What? WHAT? Before I could even comprehend this unthinkable solution, Reggie was at my side, telling me, “Henrik’s people took Sky, we have no idea where.
They’re trying to make our team default, to eliminate any competition for Elki.
Henrik’s planned the confusion as a cover, for the sale of the ruby.
We can’t let him get away with this. Have you ever dived before? ”
I shook my head no, as the closest I’d ever come was tiptoeing out a few inches onto the diving board, two feet above the water, at a neighbor’s in-ground pool, and retreating within seconds.
I’d been eight years old, but I wasn’t a fool.
Every cell in my very young body had warned me, “Don’t do this.
You’ll die and everyone will blame you. You will never win a Tony Award or finish second grade.
Your parents will be sad but mostly embarrassed.
Pretend you just remembered a dentist’s appointment, get on your bike, and start a new life three towns over. ”

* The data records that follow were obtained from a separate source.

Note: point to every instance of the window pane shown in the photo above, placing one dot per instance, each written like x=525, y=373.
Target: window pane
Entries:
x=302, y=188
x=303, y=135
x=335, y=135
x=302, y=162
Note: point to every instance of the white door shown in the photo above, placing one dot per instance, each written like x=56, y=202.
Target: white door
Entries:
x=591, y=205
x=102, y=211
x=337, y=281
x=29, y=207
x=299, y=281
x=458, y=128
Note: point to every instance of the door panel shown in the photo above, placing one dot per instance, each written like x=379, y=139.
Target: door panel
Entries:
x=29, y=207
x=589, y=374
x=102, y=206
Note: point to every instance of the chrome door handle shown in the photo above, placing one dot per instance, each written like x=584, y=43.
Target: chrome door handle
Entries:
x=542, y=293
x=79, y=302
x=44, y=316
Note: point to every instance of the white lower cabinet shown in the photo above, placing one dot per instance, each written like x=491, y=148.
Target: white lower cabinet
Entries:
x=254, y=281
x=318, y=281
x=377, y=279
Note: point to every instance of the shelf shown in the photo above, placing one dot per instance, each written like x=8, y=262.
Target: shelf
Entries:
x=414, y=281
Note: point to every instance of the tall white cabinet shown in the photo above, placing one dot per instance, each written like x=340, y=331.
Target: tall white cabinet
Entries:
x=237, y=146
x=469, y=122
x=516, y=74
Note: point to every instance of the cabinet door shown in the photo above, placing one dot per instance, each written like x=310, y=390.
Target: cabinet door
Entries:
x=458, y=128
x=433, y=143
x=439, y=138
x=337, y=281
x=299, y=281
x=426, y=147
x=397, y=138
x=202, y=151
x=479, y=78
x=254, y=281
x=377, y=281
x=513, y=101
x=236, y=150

“Just do whatever you can,” Reggie was saying. “Your scores won’t matter, but we won’t get disqualified. Be incredibly careful, and take as much time as you need, so I can scope out Henrik and Elki. This is hard, but I trust you. Is your head okay?”

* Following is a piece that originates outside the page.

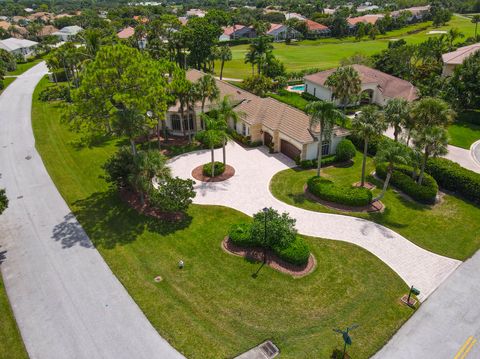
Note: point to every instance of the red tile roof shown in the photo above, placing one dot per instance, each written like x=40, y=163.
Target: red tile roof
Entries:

During my last checkup, the doctor had said I’d completely recovered, and that there weren’t any lingering aftereffects from the incident in Rome. I’d felt like an action hero who, after being trussed up and pummeled with a baseball bat, appears tan and unruffled on the Riviera a few minutes later.
“My head is fine.”
“So are we good to go?”
I could start climbing the ladder, or run away, whimpering and craven, by which I mean behaving sensibly.
Reggie was looking into my eyes, and the fact that he believed I could do this gave me, if not courage, at least the abandonment of sanity.
This was Reggie’s great gift, and why the Tuxes revered him: he was passionately strong on behalf of all of us, and his bedrock decency wasn’t shaming but an inspiration.
His leadership was so reliable it became sexy; this tough-minded, phenomenally experienced man understood something about me that no one else ever had: I was braver than I thought I was.
I was simultaneously flashing on Robert Duvall’s feverishly committed Colonel Kilgore in Apocalypse Now, along with Ted Lasso sparking his English football team with a cocktail of compassion and backbone, but mostly I was thinking about that scene in the 1930s musical 42nd Street when a hard-bitten director informs a trembling chorus girl, who’s a last-minute replacement for the show’s ailing leading lady, “You’re going out there a youngster, but you’ve got to come back a star!
” And thanks to this fiendishly rousing pep talk, the completely untried Peggy Sawyer does just that.
I was Peggy Sawyer, storming the beach in Saving Private Ryan.
I told Reggie, “Let’s do this,” as I saw Henrik a few yards away, staring at us, flummoxed that we were going forward.
His scheme wasn’t foolproof, even if thwarting it necessitated my drowning.
His scowl was a goad for me to unzip my jacket and step out of my nylon warm-up pants.
Unfortunately I’d also have to lose my headband, so I’d no longer be mentored by Marcus.